Urinary Neutrophil Gelatinase-Associated Lipocalin (NGAL) Predicts Renal Function Decline in Patients With Glomerular Diseases

Front Cell Dev Biol. 2020 May 29;8:336. doi: 10.3389/fcell.2020.00336. eCollection 2020.


Objective: Available biomarkers for monitoring primary glomerulonephritides (GNs), often lack the ability to assess longitudinal changes and have great variability with poor sensitivity. Accruing evidence has demonstrated that Neutrophil Gelatinase-Associated Lipocalin (NGAL), holds promising capacities in predicting renal function worsening in various renal diseases. We aimed at analyzing urinary NGAL (uNGAL) levels in a cohort of individuals with biopsy-proven GNs in order to evaluate its ability to reflect the entity of renal damage and to predict disease evolution overtime.

Methods: We enrolled 61 consecutive GNs patients still naïve to pathogenic therapy. uNGAL levels were measured at baseline and patients prospectively followed until the manifestation of a combined outcome of doubling of baseline serum creatinine and/or end-stage kidney disease requiring permanent dialysis support.

Results: Median uNGAL levels were 107[35-312] ng/mL. At univariate and multivariate analyses an inverse correlation was found between eGFR and uNGAL levels (p = 0.001).

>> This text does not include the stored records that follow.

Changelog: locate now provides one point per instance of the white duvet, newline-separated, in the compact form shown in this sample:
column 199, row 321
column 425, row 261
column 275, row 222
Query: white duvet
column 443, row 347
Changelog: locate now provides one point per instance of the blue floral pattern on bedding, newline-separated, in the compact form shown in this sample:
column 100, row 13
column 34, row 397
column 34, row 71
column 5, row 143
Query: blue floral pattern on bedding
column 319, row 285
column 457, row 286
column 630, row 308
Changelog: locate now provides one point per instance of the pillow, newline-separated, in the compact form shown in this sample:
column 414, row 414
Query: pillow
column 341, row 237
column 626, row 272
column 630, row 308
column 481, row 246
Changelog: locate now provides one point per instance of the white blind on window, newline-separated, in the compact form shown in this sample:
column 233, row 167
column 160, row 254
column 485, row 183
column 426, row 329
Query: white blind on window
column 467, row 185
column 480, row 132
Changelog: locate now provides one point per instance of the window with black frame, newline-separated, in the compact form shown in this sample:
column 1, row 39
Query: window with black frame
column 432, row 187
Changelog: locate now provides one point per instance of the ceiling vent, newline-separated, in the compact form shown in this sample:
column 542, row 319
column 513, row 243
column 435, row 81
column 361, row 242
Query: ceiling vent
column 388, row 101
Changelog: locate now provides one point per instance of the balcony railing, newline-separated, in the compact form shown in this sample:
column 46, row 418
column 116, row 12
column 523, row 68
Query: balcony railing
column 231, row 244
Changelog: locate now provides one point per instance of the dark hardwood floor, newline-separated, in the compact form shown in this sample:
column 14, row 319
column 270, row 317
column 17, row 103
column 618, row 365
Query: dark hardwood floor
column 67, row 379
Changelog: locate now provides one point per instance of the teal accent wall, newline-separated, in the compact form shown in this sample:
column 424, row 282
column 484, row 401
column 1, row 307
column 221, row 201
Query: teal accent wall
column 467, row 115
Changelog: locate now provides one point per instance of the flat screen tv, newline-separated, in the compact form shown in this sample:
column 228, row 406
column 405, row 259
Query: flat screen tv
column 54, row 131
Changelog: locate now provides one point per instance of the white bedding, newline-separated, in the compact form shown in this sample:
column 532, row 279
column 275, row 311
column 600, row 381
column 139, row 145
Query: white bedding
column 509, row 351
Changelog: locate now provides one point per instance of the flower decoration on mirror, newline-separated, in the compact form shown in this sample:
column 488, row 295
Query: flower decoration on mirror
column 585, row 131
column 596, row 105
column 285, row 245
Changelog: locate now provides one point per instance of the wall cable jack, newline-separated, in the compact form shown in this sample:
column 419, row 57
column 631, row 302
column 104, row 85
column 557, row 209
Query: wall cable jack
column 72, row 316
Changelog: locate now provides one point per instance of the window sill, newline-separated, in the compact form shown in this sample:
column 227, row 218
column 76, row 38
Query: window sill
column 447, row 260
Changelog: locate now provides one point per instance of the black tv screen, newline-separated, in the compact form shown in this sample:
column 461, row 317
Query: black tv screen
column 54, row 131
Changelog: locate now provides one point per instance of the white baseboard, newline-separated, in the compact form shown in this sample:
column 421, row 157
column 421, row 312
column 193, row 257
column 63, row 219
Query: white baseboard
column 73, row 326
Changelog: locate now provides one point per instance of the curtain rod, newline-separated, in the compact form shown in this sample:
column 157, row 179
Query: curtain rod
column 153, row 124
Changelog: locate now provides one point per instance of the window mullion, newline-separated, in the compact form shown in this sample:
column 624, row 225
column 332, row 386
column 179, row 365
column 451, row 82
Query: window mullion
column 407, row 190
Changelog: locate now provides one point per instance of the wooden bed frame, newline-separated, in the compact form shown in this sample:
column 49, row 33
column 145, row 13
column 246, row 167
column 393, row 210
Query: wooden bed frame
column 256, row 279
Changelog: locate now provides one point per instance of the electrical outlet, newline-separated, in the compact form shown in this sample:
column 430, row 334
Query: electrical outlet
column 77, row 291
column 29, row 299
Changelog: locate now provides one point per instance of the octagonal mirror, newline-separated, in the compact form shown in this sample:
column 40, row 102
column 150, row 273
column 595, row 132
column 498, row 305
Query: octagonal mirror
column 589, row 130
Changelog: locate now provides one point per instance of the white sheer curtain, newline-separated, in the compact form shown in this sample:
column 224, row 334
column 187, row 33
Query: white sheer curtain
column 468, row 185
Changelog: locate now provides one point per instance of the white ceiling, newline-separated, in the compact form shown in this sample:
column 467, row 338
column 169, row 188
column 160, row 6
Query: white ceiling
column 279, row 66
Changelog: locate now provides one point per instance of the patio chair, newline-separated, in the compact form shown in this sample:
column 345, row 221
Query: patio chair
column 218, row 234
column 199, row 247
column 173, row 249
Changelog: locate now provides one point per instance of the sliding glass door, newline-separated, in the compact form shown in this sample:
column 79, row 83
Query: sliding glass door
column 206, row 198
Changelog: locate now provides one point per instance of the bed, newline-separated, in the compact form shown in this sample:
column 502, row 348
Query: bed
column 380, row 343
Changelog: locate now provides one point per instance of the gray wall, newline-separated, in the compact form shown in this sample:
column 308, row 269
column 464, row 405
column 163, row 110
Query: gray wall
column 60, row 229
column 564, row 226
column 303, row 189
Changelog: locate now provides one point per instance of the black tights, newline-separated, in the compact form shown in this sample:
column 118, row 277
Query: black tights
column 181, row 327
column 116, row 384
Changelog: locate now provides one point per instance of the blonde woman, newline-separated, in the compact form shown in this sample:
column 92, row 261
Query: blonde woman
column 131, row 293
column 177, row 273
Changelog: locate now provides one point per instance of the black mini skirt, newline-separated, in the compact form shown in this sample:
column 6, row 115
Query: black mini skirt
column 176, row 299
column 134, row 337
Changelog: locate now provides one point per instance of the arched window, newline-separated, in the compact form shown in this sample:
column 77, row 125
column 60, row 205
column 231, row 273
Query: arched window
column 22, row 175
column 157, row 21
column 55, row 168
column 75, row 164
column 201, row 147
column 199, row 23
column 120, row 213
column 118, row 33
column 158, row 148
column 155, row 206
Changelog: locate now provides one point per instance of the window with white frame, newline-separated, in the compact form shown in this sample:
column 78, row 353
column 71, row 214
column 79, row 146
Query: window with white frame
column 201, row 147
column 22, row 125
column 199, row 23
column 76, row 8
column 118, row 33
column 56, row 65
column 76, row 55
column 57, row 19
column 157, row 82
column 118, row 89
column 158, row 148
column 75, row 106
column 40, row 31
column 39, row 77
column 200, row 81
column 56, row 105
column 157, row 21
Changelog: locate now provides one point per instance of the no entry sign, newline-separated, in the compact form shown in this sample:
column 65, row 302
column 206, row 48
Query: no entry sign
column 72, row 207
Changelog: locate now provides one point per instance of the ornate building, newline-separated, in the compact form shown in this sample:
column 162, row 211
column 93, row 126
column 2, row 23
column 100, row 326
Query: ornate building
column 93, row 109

Progressor subjects showed exceedingly increased baseline uNGAL values as compared with non-progressors (p < 0.001). Twenty-one patients (34%) reached the composite renal endpoint. Subjects with uNGAL values above the optimal, ROC-derived, cut-off of 107 ng/mL experienced a more rapid progression to the renal endpoint (p < 0.001; HR: 5.47; 95% CI 2.31-12.95) with a mean follow-up time to progression of 73.4 vs 83.5 months.

Conclusion: In patients affected by primary glomerulonephritides, uNGAL may represent a real-time indicator of renal damage and an independent predictor of renal disease progression. Further studies on larger populations are warranted to confirm these findings.

Keywords: CKD – chronic kidney disease; glomerulonefritis; prediction; renal function; urinary NGAL.